Kanye West is building mysterious domes in Calabasas

The rapper previously expressed his desire to become ‘one of the biggest real-estate developers of all time’

Say what you like about Kanye West, but one thing’s undeniable – the man loves his domes.

When the rapper pulled out of a headline slot at this year’s Coachella, it was reportedly due to disagreements with the stage design. Ye wanted a really, really big dome to sit above the festival’s 125,000 festival attendees, and the festival weren’t willing to accomodate his ideas.

Then, in an interview with Forbes earlier this year, he talked about his desire to build “pre-fabricated structures” that could “break the barriers that separate classes... the rich, the middle class and the poor”. He explained that his designs were inspired by the dome-like buildings that exist on the fictional planet of Tattooine in Star Wars.

Kanye seems to be realising his dome dreams today. As TMZ reports, he’s been busy building a whole series of them in Calabasas, the hyper-elite gated community in Los Angeles where he lives – not exactly the sort of place that screams “low income housing”, admittedly. The domes are apparently some 50 feet high, and are being built on 300 acres of land that Kanye bought at some point within the last few years.

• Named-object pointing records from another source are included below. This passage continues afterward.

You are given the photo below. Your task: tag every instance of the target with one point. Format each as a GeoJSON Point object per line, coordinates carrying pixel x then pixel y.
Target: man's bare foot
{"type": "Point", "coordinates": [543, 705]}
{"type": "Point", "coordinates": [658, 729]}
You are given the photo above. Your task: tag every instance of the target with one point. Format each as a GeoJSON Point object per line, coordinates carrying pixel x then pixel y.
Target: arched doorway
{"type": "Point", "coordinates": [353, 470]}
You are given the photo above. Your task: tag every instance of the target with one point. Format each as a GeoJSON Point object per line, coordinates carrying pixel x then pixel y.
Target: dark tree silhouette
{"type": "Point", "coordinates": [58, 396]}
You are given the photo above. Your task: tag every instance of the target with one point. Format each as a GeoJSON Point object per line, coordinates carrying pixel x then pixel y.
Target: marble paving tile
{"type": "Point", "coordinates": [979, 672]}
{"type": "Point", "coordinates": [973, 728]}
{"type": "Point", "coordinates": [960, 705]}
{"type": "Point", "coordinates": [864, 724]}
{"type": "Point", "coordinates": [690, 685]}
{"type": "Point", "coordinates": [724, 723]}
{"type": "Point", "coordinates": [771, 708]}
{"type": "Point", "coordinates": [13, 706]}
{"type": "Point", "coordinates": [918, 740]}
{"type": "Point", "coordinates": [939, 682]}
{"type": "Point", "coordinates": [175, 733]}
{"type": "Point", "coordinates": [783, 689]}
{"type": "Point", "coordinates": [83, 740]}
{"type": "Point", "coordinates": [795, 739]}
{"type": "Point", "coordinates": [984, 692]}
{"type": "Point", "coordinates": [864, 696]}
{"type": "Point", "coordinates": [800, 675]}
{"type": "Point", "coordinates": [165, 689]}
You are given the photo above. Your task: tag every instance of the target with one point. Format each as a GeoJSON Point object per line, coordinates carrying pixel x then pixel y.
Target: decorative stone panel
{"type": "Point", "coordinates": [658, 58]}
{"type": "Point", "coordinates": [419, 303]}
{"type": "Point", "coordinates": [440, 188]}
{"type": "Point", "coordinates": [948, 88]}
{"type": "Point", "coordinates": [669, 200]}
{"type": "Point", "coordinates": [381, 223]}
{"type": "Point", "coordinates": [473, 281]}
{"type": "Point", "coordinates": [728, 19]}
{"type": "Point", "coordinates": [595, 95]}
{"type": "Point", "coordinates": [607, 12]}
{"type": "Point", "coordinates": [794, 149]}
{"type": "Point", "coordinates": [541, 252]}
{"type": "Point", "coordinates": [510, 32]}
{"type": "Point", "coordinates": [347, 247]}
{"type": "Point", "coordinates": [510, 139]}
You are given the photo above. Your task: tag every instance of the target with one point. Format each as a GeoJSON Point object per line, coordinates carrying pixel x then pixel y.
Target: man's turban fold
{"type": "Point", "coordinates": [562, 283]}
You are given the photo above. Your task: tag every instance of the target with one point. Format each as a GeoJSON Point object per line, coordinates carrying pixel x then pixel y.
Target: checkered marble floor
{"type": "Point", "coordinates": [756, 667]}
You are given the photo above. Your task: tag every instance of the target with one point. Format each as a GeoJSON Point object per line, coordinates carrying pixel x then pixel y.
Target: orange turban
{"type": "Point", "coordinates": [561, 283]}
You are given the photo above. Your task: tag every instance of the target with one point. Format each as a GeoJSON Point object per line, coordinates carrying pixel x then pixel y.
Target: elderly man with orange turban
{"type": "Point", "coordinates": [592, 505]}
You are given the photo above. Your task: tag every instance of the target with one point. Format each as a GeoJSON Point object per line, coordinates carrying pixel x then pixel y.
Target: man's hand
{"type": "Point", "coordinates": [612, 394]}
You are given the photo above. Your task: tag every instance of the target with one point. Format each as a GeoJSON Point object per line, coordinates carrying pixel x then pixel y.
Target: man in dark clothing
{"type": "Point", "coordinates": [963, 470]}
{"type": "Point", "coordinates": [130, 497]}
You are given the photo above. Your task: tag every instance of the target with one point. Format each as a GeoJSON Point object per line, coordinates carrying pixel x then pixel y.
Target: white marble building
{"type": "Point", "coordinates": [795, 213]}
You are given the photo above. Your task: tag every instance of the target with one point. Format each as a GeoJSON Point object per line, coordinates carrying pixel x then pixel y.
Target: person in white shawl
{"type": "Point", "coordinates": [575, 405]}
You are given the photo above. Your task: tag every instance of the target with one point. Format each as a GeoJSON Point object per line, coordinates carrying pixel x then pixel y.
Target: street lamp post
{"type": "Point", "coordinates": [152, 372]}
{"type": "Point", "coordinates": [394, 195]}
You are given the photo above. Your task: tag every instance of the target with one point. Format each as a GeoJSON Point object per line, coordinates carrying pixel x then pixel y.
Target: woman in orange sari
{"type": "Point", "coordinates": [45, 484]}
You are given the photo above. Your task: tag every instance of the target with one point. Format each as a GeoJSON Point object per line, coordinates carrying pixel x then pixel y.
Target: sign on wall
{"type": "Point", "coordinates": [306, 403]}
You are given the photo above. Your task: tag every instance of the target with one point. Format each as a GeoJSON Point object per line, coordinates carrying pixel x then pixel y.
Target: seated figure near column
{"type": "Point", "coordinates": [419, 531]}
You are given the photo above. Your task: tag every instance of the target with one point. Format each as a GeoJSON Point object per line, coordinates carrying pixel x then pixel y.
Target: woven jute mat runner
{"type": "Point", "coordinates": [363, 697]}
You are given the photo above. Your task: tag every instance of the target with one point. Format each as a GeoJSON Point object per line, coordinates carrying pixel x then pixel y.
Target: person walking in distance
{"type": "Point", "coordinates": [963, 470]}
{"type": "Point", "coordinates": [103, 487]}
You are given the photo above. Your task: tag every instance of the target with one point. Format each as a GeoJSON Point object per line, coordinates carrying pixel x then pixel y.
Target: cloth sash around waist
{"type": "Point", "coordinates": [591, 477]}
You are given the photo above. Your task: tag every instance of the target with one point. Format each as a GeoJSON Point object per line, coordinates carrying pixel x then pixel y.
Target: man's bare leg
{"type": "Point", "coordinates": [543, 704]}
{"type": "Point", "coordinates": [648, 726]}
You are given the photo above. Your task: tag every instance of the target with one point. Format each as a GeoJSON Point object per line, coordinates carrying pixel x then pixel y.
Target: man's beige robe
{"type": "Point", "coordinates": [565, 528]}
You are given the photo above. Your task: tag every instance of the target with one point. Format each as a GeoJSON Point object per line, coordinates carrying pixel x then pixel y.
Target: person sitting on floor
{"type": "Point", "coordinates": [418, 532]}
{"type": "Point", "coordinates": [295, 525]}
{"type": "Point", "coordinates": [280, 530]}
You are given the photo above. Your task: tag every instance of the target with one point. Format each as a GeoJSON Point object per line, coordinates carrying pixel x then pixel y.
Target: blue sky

In a 2018 interview with Charlamagne tha God, Kanye said that he was “going to be one of the biggest real-estate developers of all time”, likening himself to “what Howard Hughes was to aircrafts and what Henry Ford was to cars”, although we’d hope without all the anti-semitism. “Just the relationships I have with architects, my understanding of space and sacred proportions, just this new vibe, this new energy,” he said. “We gonna develop cities.”

Otherwise, Kanye has been busy with his Sunday Service, which has developed a devout following over the past few months. Now that we mention it, the combination of the Sunday Service and these mystery domes does sort of sound like the start of a cult, doesn’t it?